Inbound hardening: sanitize and structurally isolate untrusted content (web, email, docs, tool output) so it is treated as data, not instructions. Tool-call firewall: deny-by-default destructive operations unless explicitly authorized; fail-closed confirmation when no confirmation handler is wired. Request binding: bind (tool name, canonical args, message hash, TTL) to prevent replay and argument substitution.

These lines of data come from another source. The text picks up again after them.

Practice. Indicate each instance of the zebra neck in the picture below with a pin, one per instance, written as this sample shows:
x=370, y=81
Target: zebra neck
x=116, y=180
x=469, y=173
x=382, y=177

Exfiltration detection: scans outbound tool arguments for secret patterns and flags substantial verbatim overlap with recently ingested untrusted content. Provenance tracking: enforces stricter no-copy rules on content with known untrusted origin, independent of the overlap heuristic. Canary tokens: per-session canary generation and detection to catch prompt leakage into outputs. Source gating: blocks high-risk sources from being promoted into long-lived memory or KG extraction to reduce memory poisoning.

It is intentionally minimal and not framework-specific. It does not replace least-privilege credentials or sandboxing — it sits above them. Repo: https://github.com/mhcoen/guardllm I'd like feedback on: what threat model gaps you see; whether the default overlap thresholds are reasonable for summarization and quoting workflows; and which framework adapters would make this easiest to adopt (LangChain, OpenAI tool calling, MCP proxy, etc.).